花鳥諷詠ドリル ‐主宰の句評‐ 第48回 (平成17年11月11日 席題 八手の花・鷲)

初冬の御慶事近き重警備

 これは一つの挨拶の句。あるいは時の句ですね。こういうのがあっていいと思いますね。あんまり写生写生といって、眼前の句を、客観写生だけすればいいんだと言っていると、俳句が痩せてくる。こうした時のご慶事を種草として詠むというのも、挨拶の句の一つのありようだと思います。

髪染めし娘も畏みて爐を開く

 「爐開き」が季題ですね。風炉で座敷の中で動いていた風炉が終わって、爐が開かれて、爐開きになった。「髪染めし娘も」というので、やっと茶髪っぽいということがわかるけれど、髪染めし人といえば、年配の人が髪を染めていることになるので、これはなかなか危険な使い方ですね。

生垣に茶の花の白点々と

 平凡な句のように見えるけれど、リズムがいいですね。
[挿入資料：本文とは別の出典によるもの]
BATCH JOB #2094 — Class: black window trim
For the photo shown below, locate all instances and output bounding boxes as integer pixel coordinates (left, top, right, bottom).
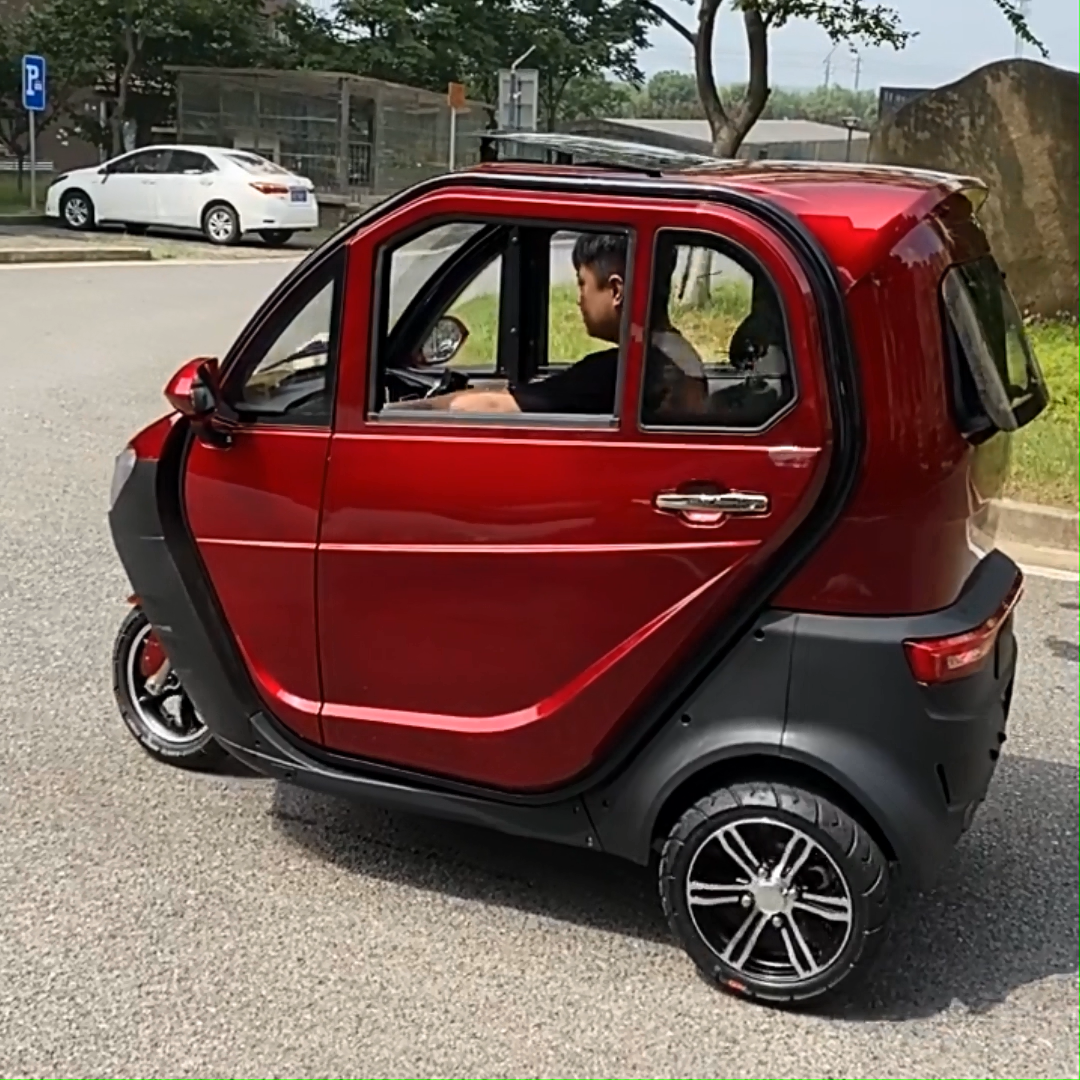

そして一つ見えたら、次々見えたというプロセスが、この語順から見えてくると思います。

秋天にランナー街を埋めつくし

 どなたか「ランナー街」とお読みになってたけど、そう読まれる危険がある。 ふつつかとは言いませんけど、若干不注意な部分もあるかもしれません。でも、この句の面白いのは、いかにもシティーマラソン。いかにも健康志向の人たちが寄り集まっているという、ちょっと悲しい気もするんだけれども、そういうことを皮肉を籠めて、面白いと思います。

止まり木をむずと掴みて檻の鷲

 なるほど止まり木は鳥が止まる為にある止まり木が原義で、バーにある止まり木はその次に使ったことばなんだけれど、こう言われてみると、檻の鷲がバーに来たような感じが若干する。ま、そんなことをおいて、「むずと掴みて」というところに猛禽類、しかも猛禽類の王者と言われる鷲の感じが出ていると思います。